City, Local Banks Lend Helping Hand To Homeowners
Written by: Alan Nochumson
After a long and cold winter idly watching home improvements shows on TLC and HGTV, many Philadelphians are gearing up this spring to renovate their homes. Before taking out that second mortgage, though, these homeowners would be shocked to discover that they are actually eligible for the following governmental programs relating to home improvements, repairs, and ownership:
THE PHILADELPHIA HOME IMPROVEMENT LOAN
Under the Philadelphia Home Improvement Loan (PHIL) program, homeowners may obtain financing to make home improvements and repairs. This program is partially funded by the City’s Neighborhood Transformation Initiative (NTI). PNC Bank, Bank of America, Wachovia Mortgage and Citizens Bank are the participating lenders for the program.

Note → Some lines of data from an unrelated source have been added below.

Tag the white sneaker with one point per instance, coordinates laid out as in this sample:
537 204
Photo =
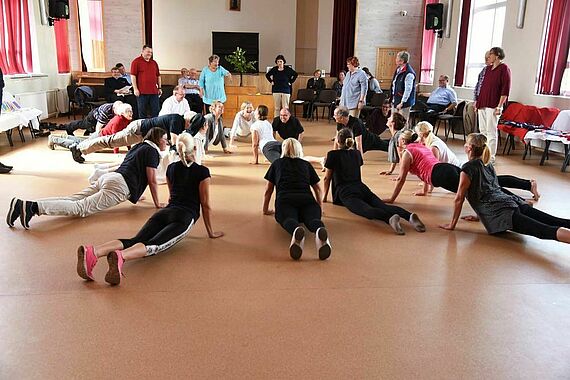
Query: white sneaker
297 243
323 243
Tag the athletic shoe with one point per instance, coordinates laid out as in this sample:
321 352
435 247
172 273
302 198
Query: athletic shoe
323 243
417 223
76 154
26 214
86 261
115 261
297 243
14 211
394 222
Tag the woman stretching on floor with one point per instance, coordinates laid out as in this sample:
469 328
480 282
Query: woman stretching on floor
294 203
419 160
497 210
128 182
189 189
442 152
343 168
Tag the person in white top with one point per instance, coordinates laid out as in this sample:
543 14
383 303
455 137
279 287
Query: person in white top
176 103
242 122
263 138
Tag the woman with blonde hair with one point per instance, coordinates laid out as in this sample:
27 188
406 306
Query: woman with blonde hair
189 185
343 168
294 203
498 211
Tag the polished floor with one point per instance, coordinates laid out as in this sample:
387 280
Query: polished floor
438 305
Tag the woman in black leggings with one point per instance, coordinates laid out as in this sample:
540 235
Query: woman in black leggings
343 168
189 184
294 203
497 210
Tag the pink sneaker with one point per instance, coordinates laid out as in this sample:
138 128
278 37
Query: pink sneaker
86 261
115 261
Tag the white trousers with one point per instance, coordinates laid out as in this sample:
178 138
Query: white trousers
488 122
109 190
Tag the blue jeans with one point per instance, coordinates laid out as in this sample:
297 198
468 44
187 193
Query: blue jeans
145 100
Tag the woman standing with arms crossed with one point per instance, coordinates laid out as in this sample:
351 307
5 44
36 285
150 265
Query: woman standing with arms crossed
281 77
189 185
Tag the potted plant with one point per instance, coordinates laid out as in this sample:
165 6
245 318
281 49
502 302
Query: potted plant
240 63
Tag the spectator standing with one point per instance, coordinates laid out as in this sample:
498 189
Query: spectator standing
146 82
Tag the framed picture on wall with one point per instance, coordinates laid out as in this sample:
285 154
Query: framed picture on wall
235 5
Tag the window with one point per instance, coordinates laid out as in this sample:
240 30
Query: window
554 75
486 23
15 37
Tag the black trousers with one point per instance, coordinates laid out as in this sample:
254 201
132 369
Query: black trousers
529 221
293 211
88 123
370 206
164 229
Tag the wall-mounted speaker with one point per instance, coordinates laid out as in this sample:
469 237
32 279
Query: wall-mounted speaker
434 16
58 9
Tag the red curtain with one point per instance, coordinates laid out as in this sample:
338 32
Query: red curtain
556 44
62 46
462 43
428 47
344 24
15 37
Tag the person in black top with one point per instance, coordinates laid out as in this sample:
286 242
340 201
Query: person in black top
365 140
189 185
288 126
3 168
115 90
128 182
281 78
294 203
343 169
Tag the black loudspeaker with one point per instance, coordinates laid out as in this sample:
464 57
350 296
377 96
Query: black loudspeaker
58 9
434 16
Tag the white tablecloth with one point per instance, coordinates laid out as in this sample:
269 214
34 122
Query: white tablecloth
20 119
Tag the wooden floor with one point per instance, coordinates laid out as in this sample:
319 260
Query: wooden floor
439 305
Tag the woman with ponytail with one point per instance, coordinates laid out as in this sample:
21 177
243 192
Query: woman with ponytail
189 185
343 169
294 177
497 210
420 160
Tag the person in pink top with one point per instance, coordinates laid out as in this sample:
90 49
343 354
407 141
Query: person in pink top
420 160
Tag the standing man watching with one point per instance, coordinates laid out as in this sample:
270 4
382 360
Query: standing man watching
354 88
403 85
492 97
145 76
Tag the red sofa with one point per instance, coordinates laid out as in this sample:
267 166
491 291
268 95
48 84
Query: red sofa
521 113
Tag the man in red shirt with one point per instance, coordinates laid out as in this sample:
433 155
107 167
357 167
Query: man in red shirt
492 96
145 76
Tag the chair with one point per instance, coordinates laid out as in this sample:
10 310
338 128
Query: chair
326 99
452 121
305 96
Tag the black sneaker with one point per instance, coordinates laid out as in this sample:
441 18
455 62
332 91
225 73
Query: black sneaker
76 153
26 214
14 211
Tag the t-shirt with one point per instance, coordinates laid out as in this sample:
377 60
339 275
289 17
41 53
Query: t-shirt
147 74
345 164
170 123
292 128
265 132
494 207
185 186
133 168
292 177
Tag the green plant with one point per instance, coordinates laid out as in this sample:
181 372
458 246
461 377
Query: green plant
240 63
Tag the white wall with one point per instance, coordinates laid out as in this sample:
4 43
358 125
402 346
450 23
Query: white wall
522 47
182 31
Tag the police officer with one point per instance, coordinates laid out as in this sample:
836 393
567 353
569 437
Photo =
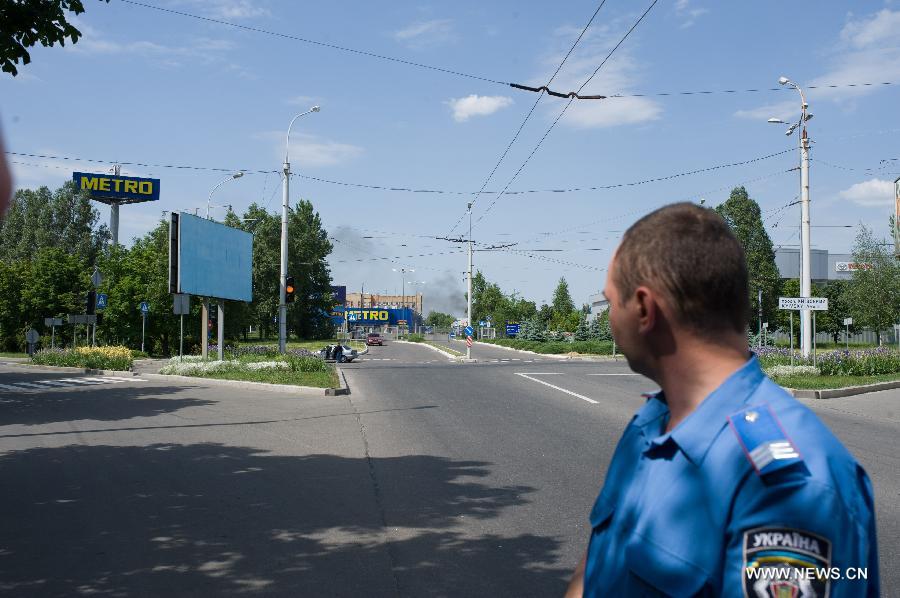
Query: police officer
722 484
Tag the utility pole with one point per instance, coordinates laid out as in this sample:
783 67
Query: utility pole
469 313
282 294
282 305
806 326
805 270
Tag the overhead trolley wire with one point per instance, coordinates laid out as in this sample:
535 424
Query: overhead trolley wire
314 42
566 107
528 116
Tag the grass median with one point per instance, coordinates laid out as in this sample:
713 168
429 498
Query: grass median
298 369
831 382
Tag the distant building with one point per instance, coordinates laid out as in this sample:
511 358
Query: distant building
364 300
599 304
825 266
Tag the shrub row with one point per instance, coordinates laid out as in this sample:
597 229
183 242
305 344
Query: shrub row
865 362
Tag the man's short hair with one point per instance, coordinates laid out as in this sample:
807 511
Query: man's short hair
690 256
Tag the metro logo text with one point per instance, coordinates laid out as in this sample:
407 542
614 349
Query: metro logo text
117 189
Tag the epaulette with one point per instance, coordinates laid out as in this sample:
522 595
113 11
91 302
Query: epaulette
764 441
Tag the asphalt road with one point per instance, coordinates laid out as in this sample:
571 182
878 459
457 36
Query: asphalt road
431 479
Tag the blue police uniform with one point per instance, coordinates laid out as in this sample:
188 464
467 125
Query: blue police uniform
742 498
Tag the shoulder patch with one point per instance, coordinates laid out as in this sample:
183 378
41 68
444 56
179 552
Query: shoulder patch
764 441
782 561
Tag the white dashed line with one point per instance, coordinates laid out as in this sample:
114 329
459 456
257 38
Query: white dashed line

In order to be eligible, the property must be an owner-occupied residence located in the city. While single-family residences of between one and four residential units are eligible, the loan program excludes condominium structures.

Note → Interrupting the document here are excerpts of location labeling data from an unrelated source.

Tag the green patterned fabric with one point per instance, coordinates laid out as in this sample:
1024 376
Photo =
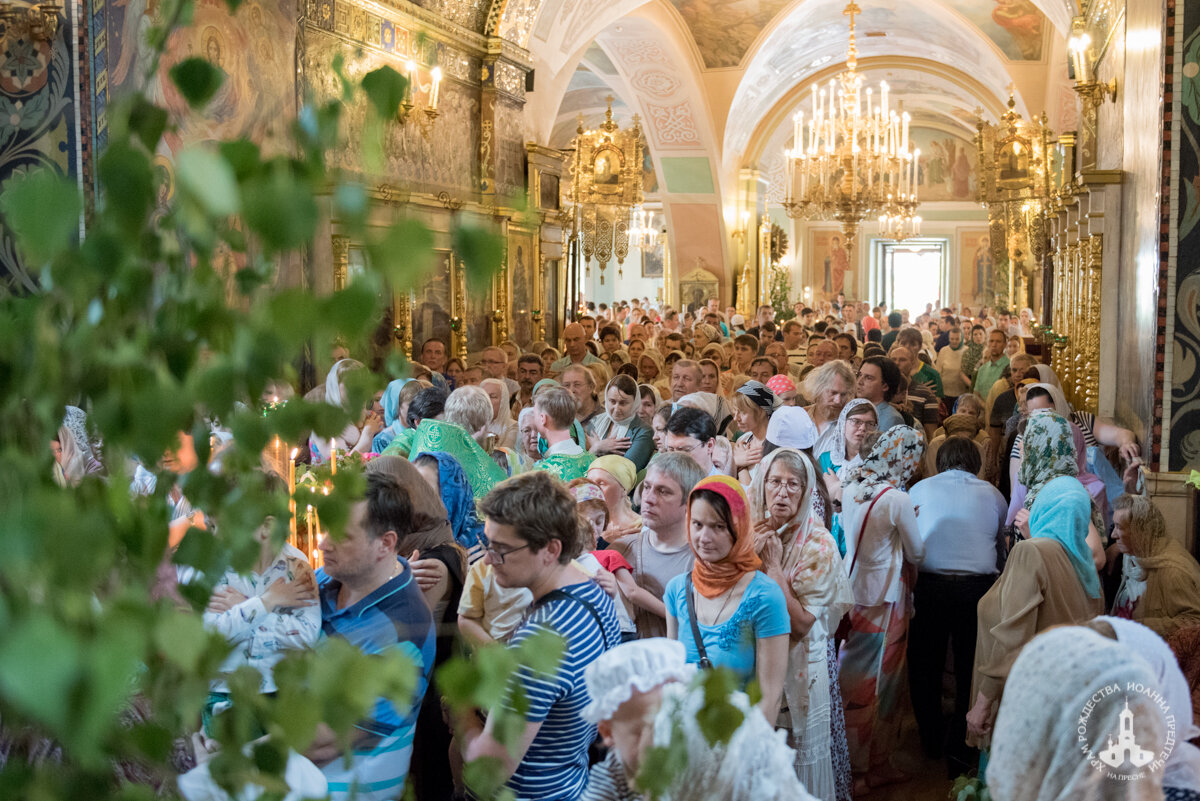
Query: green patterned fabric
435 435
567 468
402 444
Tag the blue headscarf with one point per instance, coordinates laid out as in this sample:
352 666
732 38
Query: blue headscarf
1061 512
460 503
393 423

Under the program, the homeowner may borrow up to $25,000 at the low fixed annual percentage rates of 3 or 5 percent, depending on the homeowner’s annual household income. The term of the loan may not exceed 20 years. There is no application fees, recording fees or points associated with the loan. The homeowner will also not be charged a prepayment penalty if the loan is paid back early. Since these loans are credit-based and not equity-based, an appraisal of the home is not required.
In order to apply, the homeowner should first call the participating lender of his choice. The lender will then identify: the address and telephone numbers of the branches which are located in the section of the city where the homeowner would like to make the application, documentation the homeowner must bring with him at the time of application, and any special requirements of the lender.

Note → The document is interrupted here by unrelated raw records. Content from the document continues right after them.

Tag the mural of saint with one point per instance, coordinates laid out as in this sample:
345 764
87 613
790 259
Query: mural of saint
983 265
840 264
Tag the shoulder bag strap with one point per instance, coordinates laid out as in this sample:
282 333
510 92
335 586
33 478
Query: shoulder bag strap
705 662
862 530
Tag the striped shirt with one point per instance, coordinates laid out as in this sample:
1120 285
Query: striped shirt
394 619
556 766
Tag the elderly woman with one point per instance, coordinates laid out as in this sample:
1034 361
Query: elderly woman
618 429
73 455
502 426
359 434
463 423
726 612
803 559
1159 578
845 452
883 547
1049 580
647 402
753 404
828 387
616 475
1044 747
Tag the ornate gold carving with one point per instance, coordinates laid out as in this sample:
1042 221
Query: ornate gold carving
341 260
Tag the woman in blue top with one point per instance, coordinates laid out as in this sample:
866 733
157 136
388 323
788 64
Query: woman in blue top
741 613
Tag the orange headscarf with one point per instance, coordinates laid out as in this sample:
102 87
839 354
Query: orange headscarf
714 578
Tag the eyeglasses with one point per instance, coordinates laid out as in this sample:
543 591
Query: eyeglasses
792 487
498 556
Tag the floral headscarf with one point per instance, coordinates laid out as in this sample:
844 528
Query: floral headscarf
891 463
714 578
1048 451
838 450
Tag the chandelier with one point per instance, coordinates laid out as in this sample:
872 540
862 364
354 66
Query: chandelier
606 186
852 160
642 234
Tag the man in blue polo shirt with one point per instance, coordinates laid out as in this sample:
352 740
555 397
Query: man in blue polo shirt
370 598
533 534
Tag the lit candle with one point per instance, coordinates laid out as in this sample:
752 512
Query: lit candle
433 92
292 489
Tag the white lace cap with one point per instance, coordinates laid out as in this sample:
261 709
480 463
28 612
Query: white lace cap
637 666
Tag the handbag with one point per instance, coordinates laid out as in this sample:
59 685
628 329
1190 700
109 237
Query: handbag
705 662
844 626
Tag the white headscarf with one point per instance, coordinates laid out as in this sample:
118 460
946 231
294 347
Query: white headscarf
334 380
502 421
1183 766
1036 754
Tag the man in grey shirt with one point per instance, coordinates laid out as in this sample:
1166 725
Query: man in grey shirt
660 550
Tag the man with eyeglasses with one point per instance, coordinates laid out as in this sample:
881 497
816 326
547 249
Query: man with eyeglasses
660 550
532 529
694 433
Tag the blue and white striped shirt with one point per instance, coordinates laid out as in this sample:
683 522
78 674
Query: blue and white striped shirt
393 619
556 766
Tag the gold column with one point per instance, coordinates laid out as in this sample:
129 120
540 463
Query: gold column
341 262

Each lender in the program has established its own underwriting guidelines to determine if the homeowner is an acceptable credit risk.
The homeowner must use the proceeds of the loan solely for home improvements. The lender determines whether the improvement is eligible under the program based on the description of the improvement in the contractor’s estimate and a review of the HUD’s Title I current List of Eligible/Ineligible Improvements.
The program differentiates between improvements made to the residence and purchases of personal property. For example, although carpeting would be an eligible improvement, an area rug would be ineligible because the rug could be moved by the homeowner to another location.
Interest rates on the loan vary depending on the household size and corresponding income, as follows:
Household Size Maximum Annual Household income
3% loan 5% loan
1 $55,430 Unlimited
2 $63,250 Unlimited
3 $71,185 Unlimited
4 $79,120 Unlimited
5 $85,445 Unlimited
6 $91,770 Unlimited
7 $98,095 Unlimited
8 $104,420 Unlimited
To illustrate, if the homeowner has four individuals in his household, the combined household income may not exceed $79,120 for him to qualify for the 3 percent loan. Even if the household income exceeds that amount, the homeowner would still be eligible for the 5 percent loan.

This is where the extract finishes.